The Trump administration’s justice department alleged two co-conspirators in the indictment against Morens but declined to name them.

Morens’ attorney, Timothy Belevetz, declined a request for comment.

According to the indictment, Niaid awarded a research grant to a company and an unnamed co-conspirator, who then gave a subaward to the Wuhan Institute of Virology in China.

The National Institutes of Health (NIH), where Niaid was housed, later terminated the grant based on claims that Covid may have originated in the Wuhan laboratory.

After the grant ended, prosecutors alleged that Morens and others tried to help restore funding and allegedly tried to “counter the narrative that Covid-19 was leaked from a laboratory.”

The justice department alleged in a statement that Morens and two co-conspirators — anticipating that their communications would be requested under the federal Freedom of Information Act — “agreed in writing to intentionally conceal their correspondence from the public using Morens’ personal Gmail account rather than his official NIH email account.”

Prosecutors alleged that the group used Morens’ personal email to share nonpublic NIH information, coordinate efforts to influence funding decisions, help draft and edit letters aimed at persuading leadership at the institutes, and exchange “back-channel” communications with senior officials.

The justice department also alleged that Morens and a co-conspirator planned to “pay illegal tips,” sending Morens wine for “behind-the-scenes shenanigans” and arranging for delivery to his home in Maryland.

“Morens then allegedly identified a formal action he could take to ‘deserve’ the gift, a scientific interpretation published in a leading medical journal arguing that Covid-19 had natural origins,” the justice department’s statement continued.

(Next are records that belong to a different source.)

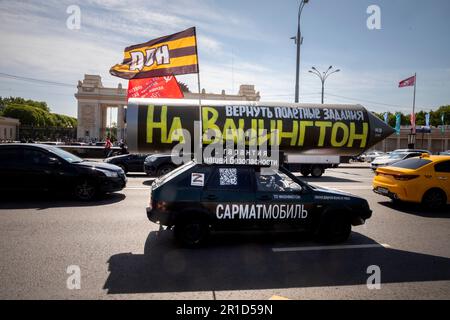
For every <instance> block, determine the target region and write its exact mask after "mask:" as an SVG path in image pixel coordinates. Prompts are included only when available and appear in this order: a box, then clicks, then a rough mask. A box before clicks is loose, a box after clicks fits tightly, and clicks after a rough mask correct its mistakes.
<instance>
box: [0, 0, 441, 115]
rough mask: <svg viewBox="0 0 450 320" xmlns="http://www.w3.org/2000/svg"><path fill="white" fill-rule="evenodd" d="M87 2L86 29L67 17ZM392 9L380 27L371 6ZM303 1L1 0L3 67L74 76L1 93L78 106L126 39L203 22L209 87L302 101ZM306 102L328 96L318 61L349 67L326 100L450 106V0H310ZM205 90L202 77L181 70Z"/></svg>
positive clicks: (0, 55) (429, 107)
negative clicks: (368, 27)
mask: <svg viewBox="0 0 450 320" xmlns="http://www.w3.org/2000/svg"><path fill="white" fill-rule="evenodd" d="M73 4H76V5H78V6H79V7H80V9H81V29H80V30H69V29H68V28H67V27H66V20H67V18H68V16H69V15H68V14H67V13H66V10H67V7H68V6H70V5H73ZM370 5H378V6H379V7H380V9H381V30H369V29H368V28H367V25H366V20H367V19H368V17H369V14H367V13H366V10H367V8H368V6H370ZM297 8H298V1H295V0H283V1H264V0H263V1H260V0H240V1H239V0H227V1H222V0H150V1H149V0H146V1H144V0H133V1H131V0H130V1H126V0H104V1H101V0H85V1H77V0H70V1H58V0H47V1H42V2H41V1H17V0H1V1H0V21H1V27H0V38H1V41H2V46H1V47H0V73H7V74H13V75H18V76H25V77H31V78H38V79H44V80H50V81H56V82H62V83H67V84H73V87H70V86H67V87H64V86H49V85H43V84H36V83H29V82H23V81H17V80H12V79H7V78H2V77H0V95H1V96H10V95H12V96H22V97H25V98H31V99H36V100H42V101H47V102H48V104H49V105H50V107H51V108H52V110H53V111H54V112H58V113H63V114H68V115H72V116H76V112H77V106H76V99H75V98H74V93H75V91H76V84H77V82H78V80H81V79H83V77H84V74H85V73H90V74H100V75H101V76H102V78H103V82H104V85H105V86H117V84H118V83H119V82H122V83H123V84H124V85H126V81H124V80H121V79H119V78H115V77H112V76H110V75H109V73H108V71H109V68H110V67H111V66H112V65H114V64H116V63H118V62H120V61H121V60H122V52H123V49H124V48H125V47H126V46H129V45H132V44H137V43H141V42H145V41H148V40H150V39H152V38H155V37H159V36H162V35H167V34H170V33H174V32H177V31H181V30H183V29H186V28H188V27H191V26H196V27H197V33H198V37H199V55H200V71H201V82H202V87H203V88H205V89H206V91H208V92H220V91H221V90H222V89H224V90H226V92H227V93H231V92H237V91H238V88H239V85H240V84H244V83H245V84H254V85H255V86H256V90H257V91H260V92H261V95H262V99H263V100H267V101H284V102H292V101H293V99H294V81H295V54H296V51H295V45H294V43H293V41H292V40H290V37H291V36H294V35H295V32H296V23H297V22H296V19H297ZM302 33H303V36H304V42H303V46H302V59H301V67H302V72H301V92H300V95H301V102H313V103H318V102H320V81H319V79H318V78H317V77H315V76H313V75H311V74H309V73H308V72H307V71H308V70H309V68H310V67H311V66H316V67H317V68H319V69H326V68H327V67H328V66H329V65H333V66H336V67H337V68H339V69H341V70H342V71H341V72H340V73H337V74H334V75H332V76H331V77H330V78H329V79H328V81H327V84H326V92H325V100H326V103H361V104H363V105H365V106H366V107H368V108H369V109H370V110H372V111H378V112H382V111H397V110H398V111H403V112H406V113H408V112H410V110H411V105H412V88H404V89H399V88H398V82H399V81H400V80H403V79H405V78H408V77H409V76H411V75H413V74H414V72H417V73H418V88H417V108H418V109H419V110H431V109H434V108H436V107H439V106H440V105H444V104H450V54H449V52H450V41H449V34H450V1H448V0H431V1H417V0H370V1H366V0H341V1H336V0H310V3H308V4H307V5H306V6H305V9H304V12H303V15H302ZM178 78H179V80H180V81H183V82H186V83H188V85H189V86H190V88H191V89H192V90H196V77H195V76H193V75H187V76H179V77H178Z"/></svg>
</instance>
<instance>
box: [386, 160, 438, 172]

The same co-conspirator allegedly suggested providing Morens with “additional items of value, including meals at Michelin-starred restaurants in Paris, New York, and Washington, DC.”

Acting US attorney Todd Blanche, who previously served as Trump’s personal lawyer, said in a statement: “These allegations represent a profound breach of trust at a time when the American people need it most – at the height of the global pandemic.”

Morens faces charges including conspiracy against the United States; destruction, alteration or falsification of records in federal investigations; concealing, removing or falsifying records; and aiding and abetting.

If ultimately convicted, Morens could face up to five years in prison for the conspiracy charge, up to 20 years in prison for each count of falsifying records, and up to three years in prison for each count of concealing or destroying records.